Here is a nice little game to practice past simple, past continuous, and the combination of past continuous and past simple. This game is meant for practice or review, but also doubles as a fun ice breaker.
The downloadable resource comes with an online and offline version. Let’s start with the offline version. Print and cut out the cards from the PDF below:
There are two types of cards: “MOMENT” cards which indicate a moment in the past and “TENSE” cards which indicate which tense(s) to use. Here are two ways to use these cards:
For this variant, do not use the “TENSE” cards. Shuffle the “MOMENT” cards and place them in the center of the table face down so everyone can reach. Choose a student to start the game. They draw the first card and read it out loud.
For example: “on your summer holidays, five years ago”
Then, they ask a question to the other students based on the content of the card. “What do you think I was doing on my summer holidays, five years ago?” You can leave the choice of response completely open or limit them to past simple or past continuous responses depending on their level or what you are studying.
In turns, the other students make some guesses or propose some ideas to respond orally to the question posed by the first student. I recommend that you be strict with your students with the tense they use in their responses. If it is a past simple question, it should have a past simple response, etc.
Examples of possible responses for:
“What do you think I was doing on my summer holidays, five years ago?”

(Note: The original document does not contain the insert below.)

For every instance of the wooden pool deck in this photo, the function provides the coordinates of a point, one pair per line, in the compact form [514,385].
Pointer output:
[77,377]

I think you went surfing in Hawaii.
You probably got stuck at the airport in London and found love.
I think you were staying with your aunt in Indiana visiting family.
Then, the student who asked the question in the first place chooses their favorite response (based on their choice: the closest to the truth, the funniest, the weirdest, etc.) and this person earns two points (keep track of the score on the board). The question asker also chooses their least favorite response and that person loses a point. Finally, they can say (if they want) what they were really doing during that time or at that moment.
Go clockwise around the table and have the next student draw a card and read it out loud, etc… Play as many rounds as you’d like. The player with the most points at the end of the game wins.
For online classes:
We have created another PDF and set of JPGs that regroup the game into landscape format so you can play the game more easily with your online lessons. There is less freedom because the choice of tense is already constrained, but it’s much easier to share with your students.
The game is exactly like the simple version except for this time, shuffle the “TENSE” cards and put them in a pile face down next to the “MOMENT” cards.
Each turn, a student draws a “MOMENT” and a “TENSE” card. This card will constrain the other students’ responses to the drawn tense(s).
There you go, simple, but with a large potential for laughter and creativity if your students let themselves open up a bit.